Нередко приходится мне встречаться с политработниками, выступать на различных сборах, семинарах и собраниях. И когда после моего официального, что ли, выступления с трибуны у нас завязывается интересный и по-партийному прямой разговор - то ли с опытными начальниками политорганов, то ли с молодыми замполитами рот и батальонов, то ли с порывистыми комсомольскими работниками, - я вновь и вновь переживаю чувства, зародившиеся в душе моей во время фронтовой совместной боевой службы и жизни с политработниками. Самые лучшие, самые искренние чувства! Мужественные офицеры, умные советчики, способные организаторы, они были назначены в подразделения заместителями командиров по политчасти, а их по доброй памяти любовно называли комиссарами.
- Атака по моему сигналу. В правофланговую роту пойду я, а в левофланговую - мой комиссар!… - звучит в памяти голос комбата Боронина.
- Что-то не разберусь я, несправедливо получается… Пойду к нашему комиссару! - столь же ясно слышится обидчивая речь взводного Сизова.
- Такое письмо, такое письмо получил, братцы, из дому! - доносится радостно-ломкое солдатское восклицание. - Пойду-ка я покажу его комиссару.
К политработнику по любому делу - и с боевым распоряжением, и с жалобой, и за советом, и с письмом-треугольничком, которое никак не может поместиться в нагрудном кармане.

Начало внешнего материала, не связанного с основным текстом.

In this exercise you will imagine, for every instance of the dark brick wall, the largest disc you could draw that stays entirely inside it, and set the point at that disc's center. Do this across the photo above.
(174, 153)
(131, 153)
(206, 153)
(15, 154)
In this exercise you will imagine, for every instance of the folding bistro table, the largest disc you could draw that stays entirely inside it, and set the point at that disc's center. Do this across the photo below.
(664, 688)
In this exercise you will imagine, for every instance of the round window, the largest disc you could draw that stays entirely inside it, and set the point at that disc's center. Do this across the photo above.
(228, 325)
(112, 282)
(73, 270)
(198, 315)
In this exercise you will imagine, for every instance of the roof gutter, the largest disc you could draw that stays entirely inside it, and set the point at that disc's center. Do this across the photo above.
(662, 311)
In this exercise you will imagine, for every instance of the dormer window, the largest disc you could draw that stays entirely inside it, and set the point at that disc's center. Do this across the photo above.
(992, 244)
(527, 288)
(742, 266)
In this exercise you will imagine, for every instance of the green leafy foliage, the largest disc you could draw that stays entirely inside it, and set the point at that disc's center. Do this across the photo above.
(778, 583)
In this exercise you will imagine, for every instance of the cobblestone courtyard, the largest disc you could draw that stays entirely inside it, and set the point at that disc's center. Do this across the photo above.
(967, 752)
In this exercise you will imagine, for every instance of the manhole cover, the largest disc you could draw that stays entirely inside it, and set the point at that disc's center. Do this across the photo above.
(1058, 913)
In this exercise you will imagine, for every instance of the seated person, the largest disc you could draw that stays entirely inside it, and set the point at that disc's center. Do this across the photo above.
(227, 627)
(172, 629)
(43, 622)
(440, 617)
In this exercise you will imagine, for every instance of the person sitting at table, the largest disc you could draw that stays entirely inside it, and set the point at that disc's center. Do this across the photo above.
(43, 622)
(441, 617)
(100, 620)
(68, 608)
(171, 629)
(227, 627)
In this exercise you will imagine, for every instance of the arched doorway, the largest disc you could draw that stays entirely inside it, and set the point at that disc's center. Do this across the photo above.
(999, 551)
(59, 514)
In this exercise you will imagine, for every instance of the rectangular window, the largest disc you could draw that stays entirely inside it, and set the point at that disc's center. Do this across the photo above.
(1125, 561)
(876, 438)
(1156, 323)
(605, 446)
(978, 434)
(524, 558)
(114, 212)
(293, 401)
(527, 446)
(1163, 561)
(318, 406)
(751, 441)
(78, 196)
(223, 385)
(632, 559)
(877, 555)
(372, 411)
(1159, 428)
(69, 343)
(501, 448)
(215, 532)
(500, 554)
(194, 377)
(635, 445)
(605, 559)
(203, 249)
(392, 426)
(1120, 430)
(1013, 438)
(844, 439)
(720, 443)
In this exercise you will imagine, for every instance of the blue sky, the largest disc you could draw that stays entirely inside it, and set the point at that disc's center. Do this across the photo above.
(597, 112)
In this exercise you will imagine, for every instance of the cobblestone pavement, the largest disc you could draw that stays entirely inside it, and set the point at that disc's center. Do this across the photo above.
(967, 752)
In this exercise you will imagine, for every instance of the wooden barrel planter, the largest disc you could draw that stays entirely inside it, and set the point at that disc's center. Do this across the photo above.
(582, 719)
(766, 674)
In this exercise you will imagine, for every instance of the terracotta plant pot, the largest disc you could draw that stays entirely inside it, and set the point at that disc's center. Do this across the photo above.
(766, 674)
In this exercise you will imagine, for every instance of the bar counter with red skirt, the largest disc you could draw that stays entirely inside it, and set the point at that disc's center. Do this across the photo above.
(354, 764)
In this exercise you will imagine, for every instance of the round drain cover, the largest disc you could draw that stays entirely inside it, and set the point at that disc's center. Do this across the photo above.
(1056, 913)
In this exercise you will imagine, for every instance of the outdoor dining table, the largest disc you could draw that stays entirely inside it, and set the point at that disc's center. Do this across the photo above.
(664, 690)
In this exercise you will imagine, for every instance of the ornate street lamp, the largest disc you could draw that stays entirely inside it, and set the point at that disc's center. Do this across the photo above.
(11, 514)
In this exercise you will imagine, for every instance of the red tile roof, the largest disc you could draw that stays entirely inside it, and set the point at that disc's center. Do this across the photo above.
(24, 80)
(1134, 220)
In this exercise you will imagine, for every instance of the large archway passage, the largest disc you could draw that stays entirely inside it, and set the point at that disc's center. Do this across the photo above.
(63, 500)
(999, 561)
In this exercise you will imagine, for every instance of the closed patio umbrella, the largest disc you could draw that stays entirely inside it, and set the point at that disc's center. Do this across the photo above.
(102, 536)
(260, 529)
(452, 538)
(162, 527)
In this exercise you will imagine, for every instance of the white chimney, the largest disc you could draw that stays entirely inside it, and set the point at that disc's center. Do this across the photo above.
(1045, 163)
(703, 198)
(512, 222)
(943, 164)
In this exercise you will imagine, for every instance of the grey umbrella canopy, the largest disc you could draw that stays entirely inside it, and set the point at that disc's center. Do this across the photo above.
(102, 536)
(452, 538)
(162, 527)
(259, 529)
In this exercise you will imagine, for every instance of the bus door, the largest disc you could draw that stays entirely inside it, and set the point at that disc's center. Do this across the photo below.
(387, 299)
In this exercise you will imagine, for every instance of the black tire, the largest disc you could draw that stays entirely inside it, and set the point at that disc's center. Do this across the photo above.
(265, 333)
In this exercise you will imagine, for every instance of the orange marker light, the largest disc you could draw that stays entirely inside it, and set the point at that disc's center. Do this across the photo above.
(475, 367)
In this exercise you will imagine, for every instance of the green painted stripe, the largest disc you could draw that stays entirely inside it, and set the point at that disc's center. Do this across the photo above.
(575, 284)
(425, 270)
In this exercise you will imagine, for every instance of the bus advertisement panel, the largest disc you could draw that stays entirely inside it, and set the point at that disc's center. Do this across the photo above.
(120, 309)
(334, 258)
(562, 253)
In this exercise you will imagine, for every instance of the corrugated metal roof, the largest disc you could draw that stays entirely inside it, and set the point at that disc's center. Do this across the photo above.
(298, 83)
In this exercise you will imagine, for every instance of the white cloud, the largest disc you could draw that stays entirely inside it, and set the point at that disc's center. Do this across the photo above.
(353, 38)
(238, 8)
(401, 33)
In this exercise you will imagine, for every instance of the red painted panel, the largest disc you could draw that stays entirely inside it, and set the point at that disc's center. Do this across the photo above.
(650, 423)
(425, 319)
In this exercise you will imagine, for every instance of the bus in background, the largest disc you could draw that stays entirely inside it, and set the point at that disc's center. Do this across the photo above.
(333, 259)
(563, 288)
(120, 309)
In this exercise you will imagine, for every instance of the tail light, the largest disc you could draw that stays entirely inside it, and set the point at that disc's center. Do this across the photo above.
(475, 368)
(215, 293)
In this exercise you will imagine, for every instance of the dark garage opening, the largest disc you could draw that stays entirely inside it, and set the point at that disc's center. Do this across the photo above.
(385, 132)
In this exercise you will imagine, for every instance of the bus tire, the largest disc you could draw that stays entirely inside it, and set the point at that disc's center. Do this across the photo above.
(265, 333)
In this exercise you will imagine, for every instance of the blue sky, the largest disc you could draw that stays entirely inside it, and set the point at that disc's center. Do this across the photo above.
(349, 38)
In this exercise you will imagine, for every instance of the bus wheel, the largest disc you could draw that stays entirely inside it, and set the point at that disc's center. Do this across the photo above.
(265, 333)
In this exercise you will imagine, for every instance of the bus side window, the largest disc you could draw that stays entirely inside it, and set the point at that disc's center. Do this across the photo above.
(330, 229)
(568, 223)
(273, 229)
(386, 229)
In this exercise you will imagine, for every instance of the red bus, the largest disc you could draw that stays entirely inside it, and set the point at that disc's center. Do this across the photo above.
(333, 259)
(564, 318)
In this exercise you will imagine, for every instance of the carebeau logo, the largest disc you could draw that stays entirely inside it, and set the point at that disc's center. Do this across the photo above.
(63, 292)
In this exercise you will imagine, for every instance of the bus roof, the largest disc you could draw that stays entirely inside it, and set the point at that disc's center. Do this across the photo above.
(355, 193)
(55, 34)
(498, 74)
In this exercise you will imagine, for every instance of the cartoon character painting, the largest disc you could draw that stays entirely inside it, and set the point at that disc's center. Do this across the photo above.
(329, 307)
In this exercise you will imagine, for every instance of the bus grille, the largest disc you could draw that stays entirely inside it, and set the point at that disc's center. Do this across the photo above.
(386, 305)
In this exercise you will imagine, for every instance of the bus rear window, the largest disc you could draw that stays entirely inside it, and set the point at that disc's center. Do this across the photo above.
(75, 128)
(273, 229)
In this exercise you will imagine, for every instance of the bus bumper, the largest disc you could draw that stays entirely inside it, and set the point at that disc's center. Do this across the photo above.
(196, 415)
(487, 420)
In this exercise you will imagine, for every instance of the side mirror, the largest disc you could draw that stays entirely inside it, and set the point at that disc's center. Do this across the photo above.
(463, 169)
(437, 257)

Откуда же они брались, где, в каких краях росли, такие необыкновенные люди, политработники? Из наших же офицеров, сержантов, из солдат назначались. Из училищ ускоренного типа прибывали. И разумеется, обыкновенные люди, из того же теста, что и весь фронтовой народ. Но уже само звание - политработник - ко многому обязывало, поднимало человека на высоту партийного представительства в подразделении и партийной ответственности. Наделенный большим доверием, окрыленный идеей правого дела, фронтовой политработник становился душой и совестью воинского коллектива.
Кто- то в разговоре заметил, что прибывший недавно в батальон замполит старший лейтенант Павел Шептунов «влился в строй». Не помню кто, но верно и метко выразился товарищ. Старший лейтенант именно «влился». Может быть, слово звучит несколько необычно, когда речь идет о человеке, но вместе с тем оно верное по смыслу. Чтобы стать неотъемлемой частицей коллектива, надо показать себя в деле, в бою.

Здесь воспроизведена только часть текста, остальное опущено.